Former President Barack Obama tried to establish a government-wide elevation standard in his second term but gave agencies insufficient time to implement policies by the end of his presidency. Trump halted those efforts shortly after taking office by revoking Obama’s executive order to establish the standard.

President Joe Biden resurrected the Obama plan four months after he was inaugurated.

Finalizing the FEMA policy while Biden is president could make it harder for future presidents to reverse course because they must take steps beyond revoking an executive order.

The Biden administration announced the rule to reporters Tuesday afternoon at a virtual press briefing featuring Zaidi, Mayorkas and Criswell. The Department of Homeland Security oversees FEMA.

In April, by contrast, when the Department of Housing and Urban Development adopted a similar flood elevation policy for public housing facilities, HUD merely published a news release, which few reporters covered.

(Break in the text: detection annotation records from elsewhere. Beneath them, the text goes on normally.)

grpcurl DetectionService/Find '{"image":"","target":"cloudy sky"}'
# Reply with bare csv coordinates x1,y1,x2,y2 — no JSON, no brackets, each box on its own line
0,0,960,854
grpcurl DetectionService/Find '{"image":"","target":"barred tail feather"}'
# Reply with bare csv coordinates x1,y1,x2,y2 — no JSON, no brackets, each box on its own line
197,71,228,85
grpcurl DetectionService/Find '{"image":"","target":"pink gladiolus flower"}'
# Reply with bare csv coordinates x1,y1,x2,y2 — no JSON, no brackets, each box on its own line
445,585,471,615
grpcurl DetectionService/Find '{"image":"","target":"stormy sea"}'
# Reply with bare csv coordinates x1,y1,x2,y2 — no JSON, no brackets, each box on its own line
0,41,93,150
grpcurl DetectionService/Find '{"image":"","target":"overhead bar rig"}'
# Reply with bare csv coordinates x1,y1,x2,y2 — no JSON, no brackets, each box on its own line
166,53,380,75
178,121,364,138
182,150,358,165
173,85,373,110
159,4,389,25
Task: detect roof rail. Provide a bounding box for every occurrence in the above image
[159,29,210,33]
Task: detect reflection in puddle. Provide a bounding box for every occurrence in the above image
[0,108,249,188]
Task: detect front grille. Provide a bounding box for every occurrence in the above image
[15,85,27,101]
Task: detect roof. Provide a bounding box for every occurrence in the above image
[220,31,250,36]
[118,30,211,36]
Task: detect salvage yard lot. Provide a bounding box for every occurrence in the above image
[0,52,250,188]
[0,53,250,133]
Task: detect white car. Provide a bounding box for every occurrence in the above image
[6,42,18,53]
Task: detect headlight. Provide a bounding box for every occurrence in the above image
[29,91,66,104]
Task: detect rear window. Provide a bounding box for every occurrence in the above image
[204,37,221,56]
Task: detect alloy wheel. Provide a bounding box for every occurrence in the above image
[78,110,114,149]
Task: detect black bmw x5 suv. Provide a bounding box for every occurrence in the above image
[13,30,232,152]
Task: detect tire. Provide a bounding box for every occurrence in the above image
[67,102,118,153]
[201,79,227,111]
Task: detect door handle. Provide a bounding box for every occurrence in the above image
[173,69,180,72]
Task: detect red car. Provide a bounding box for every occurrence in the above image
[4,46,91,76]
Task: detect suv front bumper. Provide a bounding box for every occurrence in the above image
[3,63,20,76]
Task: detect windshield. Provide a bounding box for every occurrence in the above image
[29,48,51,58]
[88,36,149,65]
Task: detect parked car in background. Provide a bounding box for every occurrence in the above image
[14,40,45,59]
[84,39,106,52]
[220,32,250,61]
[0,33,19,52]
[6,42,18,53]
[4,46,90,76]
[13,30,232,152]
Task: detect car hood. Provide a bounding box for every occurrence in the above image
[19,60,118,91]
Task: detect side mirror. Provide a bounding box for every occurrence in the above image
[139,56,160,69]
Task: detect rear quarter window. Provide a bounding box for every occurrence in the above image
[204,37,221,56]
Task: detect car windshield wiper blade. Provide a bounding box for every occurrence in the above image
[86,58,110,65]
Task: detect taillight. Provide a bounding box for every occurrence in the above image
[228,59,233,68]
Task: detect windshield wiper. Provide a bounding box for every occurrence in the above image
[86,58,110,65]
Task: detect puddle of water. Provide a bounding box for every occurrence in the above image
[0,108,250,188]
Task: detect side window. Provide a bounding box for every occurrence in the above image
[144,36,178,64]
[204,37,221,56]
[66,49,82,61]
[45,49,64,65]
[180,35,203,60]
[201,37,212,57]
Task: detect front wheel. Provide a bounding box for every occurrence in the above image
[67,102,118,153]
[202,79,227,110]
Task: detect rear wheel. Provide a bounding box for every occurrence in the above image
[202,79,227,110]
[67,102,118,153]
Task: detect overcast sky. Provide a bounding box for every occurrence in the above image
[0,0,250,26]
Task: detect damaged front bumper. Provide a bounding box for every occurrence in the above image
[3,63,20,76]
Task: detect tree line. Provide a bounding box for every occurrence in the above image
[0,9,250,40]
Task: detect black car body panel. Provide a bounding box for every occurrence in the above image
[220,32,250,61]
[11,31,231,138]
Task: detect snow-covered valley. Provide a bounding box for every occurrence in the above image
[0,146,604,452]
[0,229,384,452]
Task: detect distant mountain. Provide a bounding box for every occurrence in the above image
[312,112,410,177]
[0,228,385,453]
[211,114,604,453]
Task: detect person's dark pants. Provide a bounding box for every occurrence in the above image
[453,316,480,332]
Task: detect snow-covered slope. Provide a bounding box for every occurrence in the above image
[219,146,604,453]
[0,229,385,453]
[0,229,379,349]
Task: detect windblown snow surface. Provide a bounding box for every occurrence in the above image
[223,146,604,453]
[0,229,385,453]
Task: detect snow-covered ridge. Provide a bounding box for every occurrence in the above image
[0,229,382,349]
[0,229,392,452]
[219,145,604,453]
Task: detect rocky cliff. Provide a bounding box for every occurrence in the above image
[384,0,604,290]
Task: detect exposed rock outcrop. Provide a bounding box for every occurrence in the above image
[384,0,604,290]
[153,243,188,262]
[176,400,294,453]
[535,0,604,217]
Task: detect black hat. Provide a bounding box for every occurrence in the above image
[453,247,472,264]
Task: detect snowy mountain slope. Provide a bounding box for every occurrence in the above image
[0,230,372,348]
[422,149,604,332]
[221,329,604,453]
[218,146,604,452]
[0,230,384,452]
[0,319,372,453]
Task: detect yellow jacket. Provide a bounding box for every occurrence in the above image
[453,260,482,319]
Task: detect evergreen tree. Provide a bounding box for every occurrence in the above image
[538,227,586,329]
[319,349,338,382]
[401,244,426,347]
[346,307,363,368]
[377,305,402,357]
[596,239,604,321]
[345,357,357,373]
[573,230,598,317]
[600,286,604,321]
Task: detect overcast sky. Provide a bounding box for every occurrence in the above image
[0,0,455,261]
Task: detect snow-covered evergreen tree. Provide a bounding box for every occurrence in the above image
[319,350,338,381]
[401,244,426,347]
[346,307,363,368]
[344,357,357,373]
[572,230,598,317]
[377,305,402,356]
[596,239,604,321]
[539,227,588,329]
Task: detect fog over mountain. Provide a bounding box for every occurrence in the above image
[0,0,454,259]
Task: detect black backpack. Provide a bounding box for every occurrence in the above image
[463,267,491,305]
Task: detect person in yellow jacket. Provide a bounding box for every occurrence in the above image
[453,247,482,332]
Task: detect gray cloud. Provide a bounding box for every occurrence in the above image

“I don’t remember what else we had going on that week,” Zaidi said, referring to when HUD adopted its policy. “I can’t speak to why we didn’t hold a press call with me.”

The FEMA policy comes eight days after Biden personally announced a proposal that would require employers for the first time to protect workers from the health effects of extreme heat, through mandatory water and rest breaks.

Climate change has featured prominently in Biden’s publicity sweep following his widely criticized debate performance against Trump that has led some Democratic lawmakers to call for Biden to drop his reelection campaign.

“We’re going to keep going until we’ve done everything we can for our communities,” Zaidi said.

The flood standard is one of the first federal climate policies announced since the Supreme Court’s landmark ruling June 28 that overturned a long-standing requirement that courts defer to agency interpretations of federal law.

Criswell said she is not worried about a court striking down the new flood policy, called the Federal Flood Risk Management Standard.

“We have the statutory authority to implement these standards, and we don’t feel there’s going to be an impact from the Chevron decision,” Criswell said, referring to the recent Supreme Court ruling.

The FEMA policy received wide support during a two-month comment period in late 2023. The National Association of Home Builders expressed the strongest opposition, urging FEMA to withdraw its “premature” rulemaking.

The builders group said the standard would impose “confusing and burdensome requirements.” Acknowledging that the standard would affect “a very small number of federally funded residences,” the association said it feared that the government “may seek to expand its applicability to all structures — a move that would be neither wise nor prudent and would significantly impact housing affordability across the country.”

The group also opposed the recent HUD flood standard, which applies to any home that is built or substantially repaired with housing aid from the agency.

Although Biden ordered departments and agencies in May 2021 to establish their own flood standards, FEMA and HUD are the only two that have finalized their policies.

Zaidi, the White House adviser, said “other agencies have guidance in place,” which is not as strong as a regulation. “Work is ongoing to assess and potentially put in [flood] rules.”